Bemidji Regional Airport, community to be served by Doppler radar
By about this time next summer, the Bemidji Regional Airport will be under the sweep of a Doppler radar system.
On Wednesday, representatives from the Minnesota Department of Transportation Department of Aeronautics, National Weather Service, Grand Forks, N.D., Beltrami County Emergency Services, Bemidji Aviation, Bemidji Regional Airport, and Lakeland Public Television discussed the need and uses for the Doppler radar system in the Bemidji area.
Currently, Bemidji has no radar system, but is covered by the edges of the Duluth system to the east and the Mayville, N.D., system to the west. However, because radar is line-of-sight, these systems cannot "see" below 10,000 feet here. So, the weather might be clear at that altitude, but snowing at ground level, or the precipitation might be raining at the high altitude and snowing on the ground.

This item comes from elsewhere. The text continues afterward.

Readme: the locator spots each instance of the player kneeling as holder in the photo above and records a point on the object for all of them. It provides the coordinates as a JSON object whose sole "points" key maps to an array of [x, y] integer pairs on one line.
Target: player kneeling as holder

Bemidji Regional Airport Manager Harold Van Leeuwen explained that the majority of tornadoes and all straight-line wind events occur at altitudes lower than 10,000 feet. Doppler radar registers wind readings and the density of storms, as well as the composition of precipitation.
Standard radar bounces off objects, but doesn't register movement. Doppler radar registers weather by measuring frequency shifts.
Van Leeuwen said the Doppler radar system will be assembled and owned by the state with no local financial input. He said he expects defining the requirements to be accomplished and the hardware available this year with the contract for installation ready for spring 2012 and completion by midsummer 2012.
"The hardest part is defining the requirements; the hardware is off the shelf," he said.
Van Leeuwen said aviation is driving the project, but the Doppler radar system will serve other purposes, such as community weather warnings.
"What we want to do is provide a comfort factor," said Beryl Wernberg, Beltrami County Emergency Management director. "Mainly the awareness and notification of our citizens."
"Everybody wants this to work, and we have the money," Van Leeuwen said. "We don't go out and say it's us (aviation) alone - it's the community. That's why you get help from the state."